Edit: Are you referring to that ancient, pre-COMPOSE, version from before my time? It is interesting that eam/bld/configure has this:

if ($dyn_pkg eq 'se') {
    my $csnp = $cfg_ref->get('csnp');
    $cfg_cppdefs .= " -DNP=$csnp -DNC=4 -DHAVE_F2003_PTR_BND_REMAP";

and yet Homme doesn't use NC.

oksanaguba commented 1 year ago

yes, i meant the old FV scheme from maybe CSLAM and/or C. Erath's work. I agree that EAM build of homme probably does not need NC, but NC is in a lot of standalone files, and also in

src/theta-l/config.h.cmake.in:#define NC @NUM_CELLS@

Maybe simply removing it from eam config would work, or not.

ambrad commented 1 year ago

I think I see the issue. First, for cleanliness, we definitely should not define NC in bld/configure. We also ought to make NP something like HOMME_NP.

But, second, the AMD-related issue is because the compiler is not differentiating between f90 and F90. The first by convention does not trigger the macro preprocessor, while the second does. The chemistry files in question use f90, so with most compilers, NC use is safe. With the AMD one, evidently it's not.

Here's a reproducer with gfortran to explain what I mean:

$ cat define.F90
program main
  integer :: NC, NP
  NC = 1
  NP = 3
  print *, NC, NP
end program main
$ gfortran -DNC=4 define.F90
define.F90:2:14:

   integer :: NC, NP
              1
Error: Invalid character in name at (1)
define.F90:3:5:

   NC = 1
     1
Error: Invalid character in name at (1)
$ cp define.F90 define.f90 
$ gfortran -DNC=4 define.f90
$ ./a.out
           1           3
whannah1 commented 1 year ago

Great find @ambrad! This is consistent with all the symptoms I've been seeing with GNU.

There must be flags to make these compilers distinguish between f90 and F90, right?

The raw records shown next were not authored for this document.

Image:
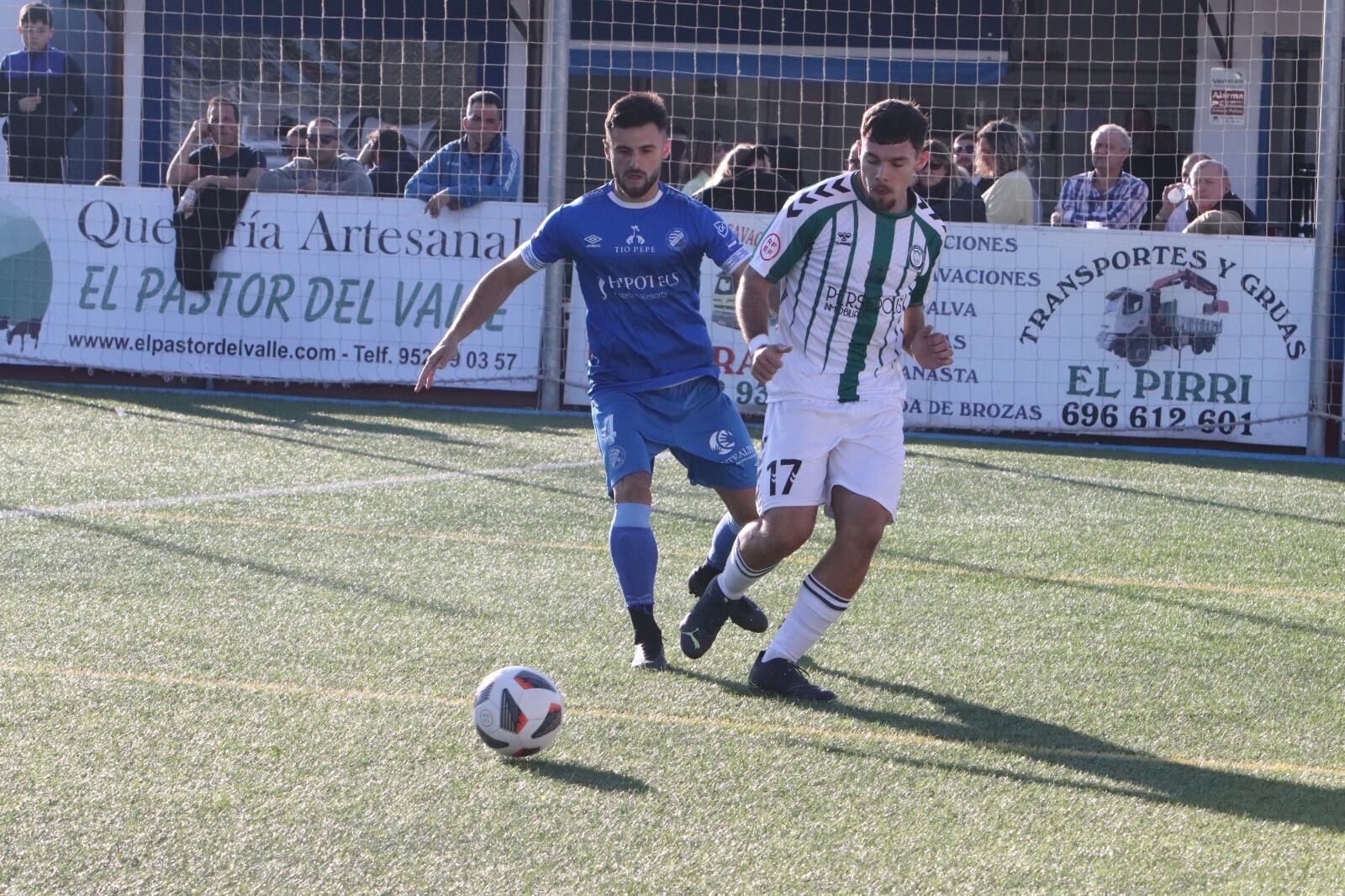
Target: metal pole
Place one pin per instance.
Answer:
(553, 190)
(1328, 159)
(132, 91)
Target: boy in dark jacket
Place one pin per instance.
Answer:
(44, 100)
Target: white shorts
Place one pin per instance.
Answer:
(807, 450)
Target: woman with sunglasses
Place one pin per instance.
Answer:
(946, 186)
(323, 168)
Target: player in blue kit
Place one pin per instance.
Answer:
(652, 381)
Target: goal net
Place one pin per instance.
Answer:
(345, 192)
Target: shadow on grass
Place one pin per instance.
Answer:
(1123, 593)
(568, 772)
(1136, 774)
(326, 582)
(252, 427)
(1324, 472)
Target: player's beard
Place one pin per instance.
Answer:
(884, 198)
(643, 187)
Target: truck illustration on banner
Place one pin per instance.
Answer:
(1138, 323)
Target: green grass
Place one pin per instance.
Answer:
(1069, 670)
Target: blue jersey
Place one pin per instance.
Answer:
(639, 268)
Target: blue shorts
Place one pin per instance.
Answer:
(694, 420)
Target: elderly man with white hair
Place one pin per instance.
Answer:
(1105, 197)
(1210, 192)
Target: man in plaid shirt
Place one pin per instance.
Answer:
(1106, 195)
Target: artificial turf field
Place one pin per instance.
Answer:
(239, 646)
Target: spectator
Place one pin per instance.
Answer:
(965, 154)
(679, 165)
(44, 100)
(1001, 155)
(225, 161)
(326, 168)
(1106, 195)
(1172, 217)
(744, 182)
(1216, 222)
(1210, 192)
(477, 167)
(739, 159)
(947, 187)
(210, 187)
(293, 143)
(852, 161)
(389, 161)
(704, 159)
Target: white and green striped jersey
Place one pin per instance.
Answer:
(847, 275)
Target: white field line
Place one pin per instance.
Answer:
(324, 488)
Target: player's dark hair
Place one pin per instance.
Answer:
(636, 109)
(894, 121)
(224, 101)
(486, 98)
(35, 13)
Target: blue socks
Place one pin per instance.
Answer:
(636, 553)
(724, 535)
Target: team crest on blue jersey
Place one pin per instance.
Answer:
(723, 441)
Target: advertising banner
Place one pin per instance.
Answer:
(309, 289)
(1086, 331)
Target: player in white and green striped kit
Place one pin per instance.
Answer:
(853, 257)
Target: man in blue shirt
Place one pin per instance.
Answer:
(481, 166)
(652, 381)
(1106, 197)
(44, 100)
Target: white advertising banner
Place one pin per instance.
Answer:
(311, 289)
(1086, 331)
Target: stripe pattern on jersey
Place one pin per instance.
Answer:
(847, 275)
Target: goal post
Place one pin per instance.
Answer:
(1059, 327)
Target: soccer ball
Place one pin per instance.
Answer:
(517, 710)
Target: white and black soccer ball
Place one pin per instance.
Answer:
(518, 710)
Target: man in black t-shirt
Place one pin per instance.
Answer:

rljacob commented 1 year ago

There is probably a flag to force it to run the Fortran internal preprocessor (which should be used instead of cpp anyway).

ambrad commented 1 year ago

I'm testing e3sm_developer with -DNC=4 removed and will report back.

Update: Looks good, so I'll make a PR.